It seems unfortunate that your entire position is based on Catalina and you can't set aside your personal bias and look critically at each proposal in its entirety.
While I understand your reasons for thinking this, I have explained why larger reserves around Catalina are important when considering their influence in the mandated network of reserves for the entire region.
Another consideration. So many mainland residents come to the island to fish hear. Why? In large part because the waters off the mainland coast have been even more seriously overfished than those here. Of course also in part because anglers, like non-consumptive users, enjoy being out on the water in a boat!
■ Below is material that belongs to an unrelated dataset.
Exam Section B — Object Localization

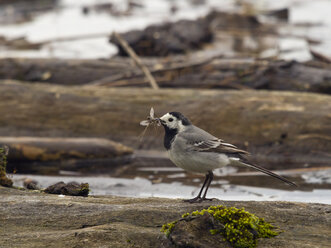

When I see the number of commercial party boats fishing the reefs off the island, it disturbs me. When I see the number of private vessels fishing the leeward coast, it bothers me. Why? Because I don't wish to see the islands devastated to the extent much of the mainland is.
I again appeal to consumptive users to think carefully about what "sustainable fisheries" really mean. If we had been fishing our waters sustainably over the past 200 years, we would still be seeing the kind of fish stocks reported BY ANGLERS at points in time from the late 1800's to the early 1900's to the immediate post World War II era.
I have spoken with many long-time anglers over the years since fishing has been a favorite activity out here on the island. I wish I had done oral histories with them since most have gone to the great pond in the sky (hope it is well stocked). To a person they had tales of how incredible fishing was here in the early 1900's and up through the 1950's.
One angler who is now in his mid-90's often recalls the days between World Wars I and II when fish stocks here were still pretty incredible... but not what they were as described by the real old timers like Zane Gray or Charles F. Holder.
It is all a matter of the baseline you choose. If you look only 5-10 years back, you should still notice declines in that short period. I only look back 40 years in our waters and I see a substantial decline. If you look back 60 or 100 or 150 years, it is pretty evident that fish stocks are substantially reduced from those periods for almost all species. And that is why I say that fishing in our State (and most of the world) has NOT been done in a sustainable fashion and we need a radical transformation of how we manage our ecosystems to truly turn that around.